Parents and businesses are missing out on having their voices heard, as the Panhandle has a low response rate for a study done to assess the impact of COVID-19 on Nebraska Child Care.
Senator John Stinner, Appropriations Committee chairman and member of the Nebraska Early Childhood Workforce Commission, introduced Legislative Resolution 390 in July to authorize a study on the impact of the COVID-19 pandemic on the early childhood workforce as well as the financing requirements.
“Childcare has to be in place for working parents to come back to work,” Stinner said. “If they don’t have adequate childcare, the idea they can come back to work becomes much more difficult.”
Since the pandemic began, many childcare facilities have gone out of business. Stinner said some of the surveyed material they have received states the respondent can’t get back to work because they have no childcare.
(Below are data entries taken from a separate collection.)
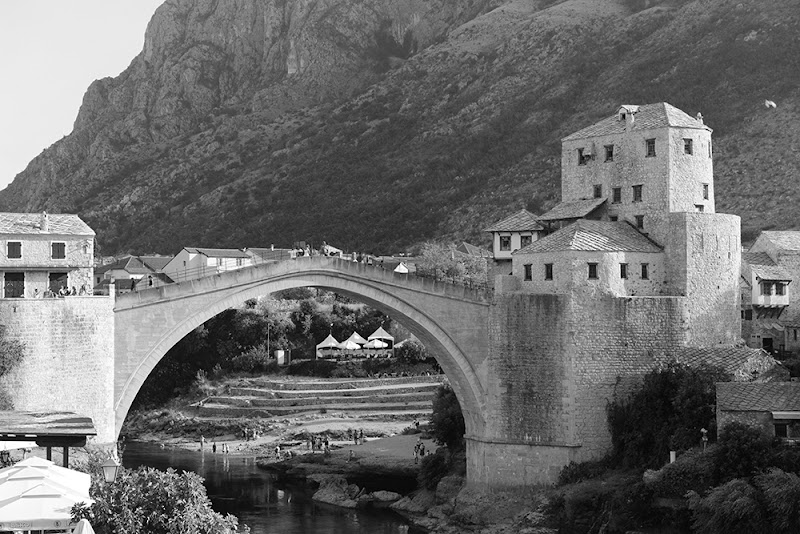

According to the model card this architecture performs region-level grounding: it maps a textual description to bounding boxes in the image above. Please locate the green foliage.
[607,363,727,467]
[417,447,450,490]
[394,339,428,363]
[288,360,338,378]
[72,467,250,534]
[714,422,772,482]
[430,384,466,451]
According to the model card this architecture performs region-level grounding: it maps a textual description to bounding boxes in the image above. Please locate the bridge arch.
[114,258,488,446]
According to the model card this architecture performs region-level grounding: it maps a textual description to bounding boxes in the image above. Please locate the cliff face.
[0,0,800,253]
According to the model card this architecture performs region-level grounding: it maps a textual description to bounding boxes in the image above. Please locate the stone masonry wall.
[0,297,115,443]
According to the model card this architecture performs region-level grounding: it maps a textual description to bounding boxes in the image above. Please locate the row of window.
[500,235,533,251]
[523,263,650,281]
[6,241,71,260]
[578,138,711,165]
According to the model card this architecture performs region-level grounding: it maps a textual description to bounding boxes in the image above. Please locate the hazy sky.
[0,0,164,193]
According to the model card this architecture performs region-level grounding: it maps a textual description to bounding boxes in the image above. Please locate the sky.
[0,0,164,193]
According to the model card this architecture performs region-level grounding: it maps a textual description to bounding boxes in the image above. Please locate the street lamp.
[100,458,119,484]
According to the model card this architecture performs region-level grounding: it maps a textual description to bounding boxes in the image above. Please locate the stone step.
[198,402,432,417]
[228,383,439,399]
[235,375,447,391]
[206,391,433,408]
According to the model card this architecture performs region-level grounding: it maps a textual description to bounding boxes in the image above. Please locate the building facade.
[0,212,95,298]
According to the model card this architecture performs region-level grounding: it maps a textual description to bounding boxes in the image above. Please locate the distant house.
[0,212,95,298]
[717,382,800,441]
[94,256,172,292]
[164,247,254,282]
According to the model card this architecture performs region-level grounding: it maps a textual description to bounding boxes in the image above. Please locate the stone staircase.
[197,375,447,417]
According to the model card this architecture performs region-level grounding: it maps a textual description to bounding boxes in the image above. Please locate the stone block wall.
[0,297,115,443]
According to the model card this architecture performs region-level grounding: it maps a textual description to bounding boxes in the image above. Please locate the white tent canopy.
[347,332,367,345]
[317,334,340,350]
[0,457,93,531]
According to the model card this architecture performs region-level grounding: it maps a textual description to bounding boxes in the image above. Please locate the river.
[122,442,419,534]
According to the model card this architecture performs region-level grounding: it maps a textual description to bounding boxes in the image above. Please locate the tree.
[431,384,466,451]
[72,467,250,534]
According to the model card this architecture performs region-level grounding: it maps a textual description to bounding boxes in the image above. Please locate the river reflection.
[122,442,418,534]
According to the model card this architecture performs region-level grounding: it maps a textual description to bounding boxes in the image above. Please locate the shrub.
[430,384,466,451]
[689,478,770,534]
[287,360,337,378]
[417,447,450,489]
[713,422,772,483]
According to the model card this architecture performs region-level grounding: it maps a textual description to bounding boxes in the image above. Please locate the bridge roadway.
[114,256,491,468]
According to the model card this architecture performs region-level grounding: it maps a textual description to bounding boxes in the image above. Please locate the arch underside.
[114,271,485,442]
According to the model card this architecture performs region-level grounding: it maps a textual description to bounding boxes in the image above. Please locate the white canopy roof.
[369,326,394,341]
[317,334,340,350]
[347,332,367,345]
[0,457,93,530]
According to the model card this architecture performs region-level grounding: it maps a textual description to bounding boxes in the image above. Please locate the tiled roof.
[562,102,711,141]
[538,198,606,221]
[186,247,250,258]
[717,382,800,412]
[0,213,95,235]
[761,230,800,252]
[513,219,661,254]
[484,210,544,232]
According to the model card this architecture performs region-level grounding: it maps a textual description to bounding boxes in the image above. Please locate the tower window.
[6,241,22,259]
[633,185,643,202]
[644,139,656,158]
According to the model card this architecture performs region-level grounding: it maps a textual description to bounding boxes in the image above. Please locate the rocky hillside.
[0,0,800,254]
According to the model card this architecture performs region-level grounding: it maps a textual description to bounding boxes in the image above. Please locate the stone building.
[0,212,95,298]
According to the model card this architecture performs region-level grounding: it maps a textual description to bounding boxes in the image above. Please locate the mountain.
[0,0,800,254]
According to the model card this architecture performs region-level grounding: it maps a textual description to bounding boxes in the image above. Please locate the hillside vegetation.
[0,0,800,254]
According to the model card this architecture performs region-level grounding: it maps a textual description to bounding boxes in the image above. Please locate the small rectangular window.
[644,139,656,158]
[50,243,67,260]
[6,241,22,259]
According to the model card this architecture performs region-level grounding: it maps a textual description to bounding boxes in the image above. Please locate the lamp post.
[100,457,120,484]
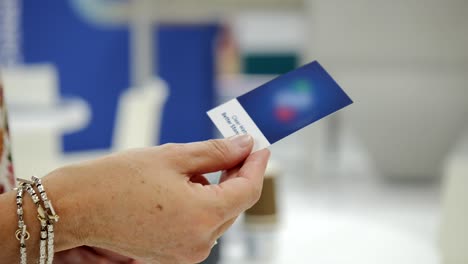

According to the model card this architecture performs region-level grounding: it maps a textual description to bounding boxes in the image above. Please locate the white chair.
[112,79,167,151]
[56,78,167,167]
[1,64,90,177]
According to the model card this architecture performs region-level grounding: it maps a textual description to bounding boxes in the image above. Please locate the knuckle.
[160,143,184,153]
[191,241,211,263]
[207,139,229,161]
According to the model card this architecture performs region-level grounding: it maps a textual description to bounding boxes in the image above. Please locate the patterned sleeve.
[0,80,15,194]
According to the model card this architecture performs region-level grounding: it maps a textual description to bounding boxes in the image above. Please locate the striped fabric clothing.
[0,83,15,194]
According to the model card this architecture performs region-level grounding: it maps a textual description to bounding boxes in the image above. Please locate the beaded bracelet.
[18,176,59,264]
[15,184,30,264]
[18,179,47,264]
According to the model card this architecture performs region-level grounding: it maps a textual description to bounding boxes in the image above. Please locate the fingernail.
[229,135,252,148]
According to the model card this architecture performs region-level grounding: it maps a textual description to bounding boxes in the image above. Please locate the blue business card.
[207,61,353,151]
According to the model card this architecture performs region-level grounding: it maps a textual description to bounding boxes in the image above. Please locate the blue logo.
[274,79,313,123]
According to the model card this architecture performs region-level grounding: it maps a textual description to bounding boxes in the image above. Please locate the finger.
[54,248,116,264]
[190,174,210,185]
[209,149,270,219]
[173,135,253,174]
[213,216,237,241]
[219,164,243,183]
[92,247,132,263]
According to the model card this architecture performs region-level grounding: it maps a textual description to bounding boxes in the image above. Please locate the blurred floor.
[221,127,440,264]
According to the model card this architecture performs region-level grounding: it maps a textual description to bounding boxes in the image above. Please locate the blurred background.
[0,0,468,264]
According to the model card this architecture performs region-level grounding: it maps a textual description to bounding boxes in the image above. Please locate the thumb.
[175,135,253,174]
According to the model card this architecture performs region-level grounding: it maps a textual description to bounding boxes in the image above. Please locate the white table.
[8,98,91,177]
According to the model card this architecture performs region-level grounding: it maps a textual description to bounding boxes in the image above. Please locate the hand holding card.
[207,61,353,152]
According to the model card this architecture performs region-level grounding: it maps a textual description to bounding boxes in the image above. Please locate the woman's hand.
[54,246,143,264]
[43,136,269,263]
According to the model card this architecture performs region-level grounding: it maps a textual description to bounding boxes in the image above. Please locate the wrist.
[42,167,93,252]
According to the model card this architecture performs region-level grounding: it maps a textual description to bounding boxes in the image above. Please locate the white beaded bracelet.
[18,179,47,264]
[17,176,59,264]
[31,176,59,264]
[15,184,30,264]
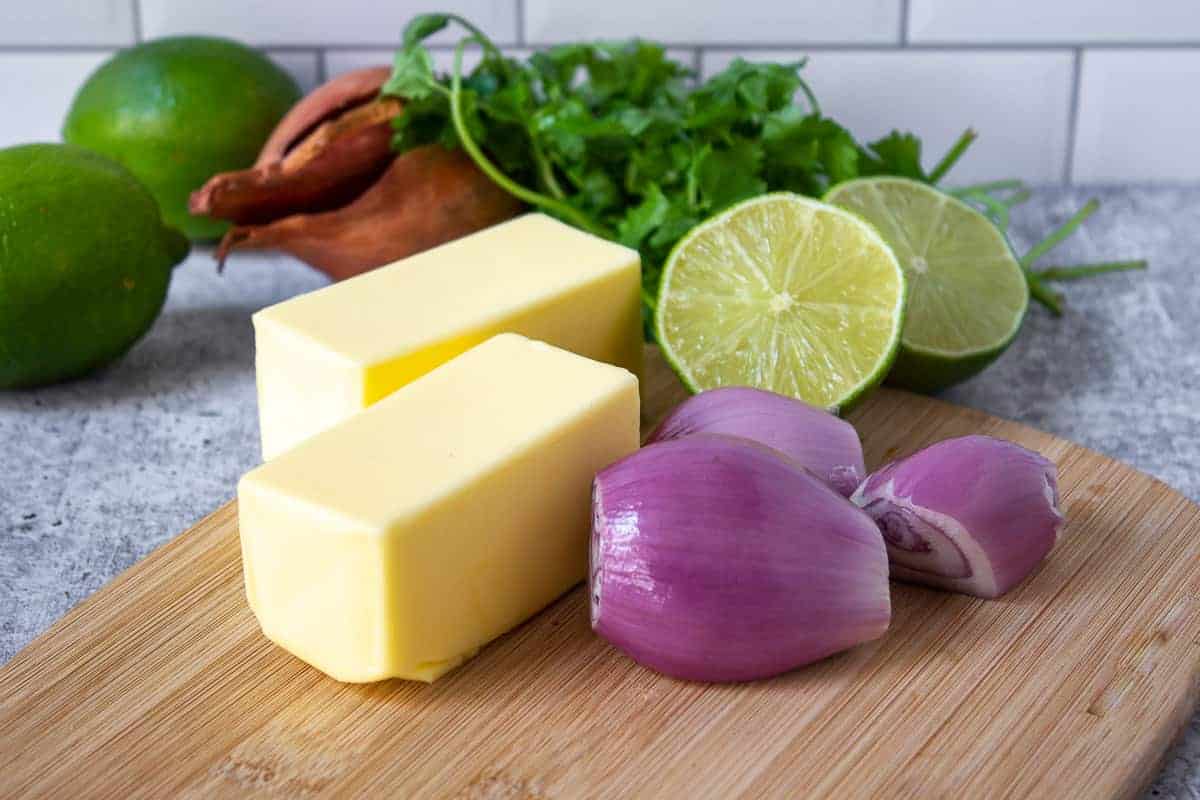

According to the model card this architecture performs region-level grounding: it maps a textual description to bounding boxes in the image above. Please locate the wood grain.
[0,354,1200,800]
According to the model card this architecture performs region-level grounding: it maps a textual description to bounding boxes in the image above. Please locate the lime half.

A Sept. 29 hearing at the Nebraska Capitol featured testimony from various experts and stakeholders, including researchers, university and government officials, business leaders, and child care providers. University of Nebraska President Ted Carter led the lineup, which included recently released survey data and other economic analyses.
“We have the obligation as a committee to set budget and policy decisions that will allow and encourage Nebraska to prosper. Child care is foundational to everything this state depends on economically,” Stinner said.
In partnership with the University of Nebraska, the senator is inviting Nebraska parents and business owners to respond to an online survey to share their child care experiences during the COVID-19 pandemic.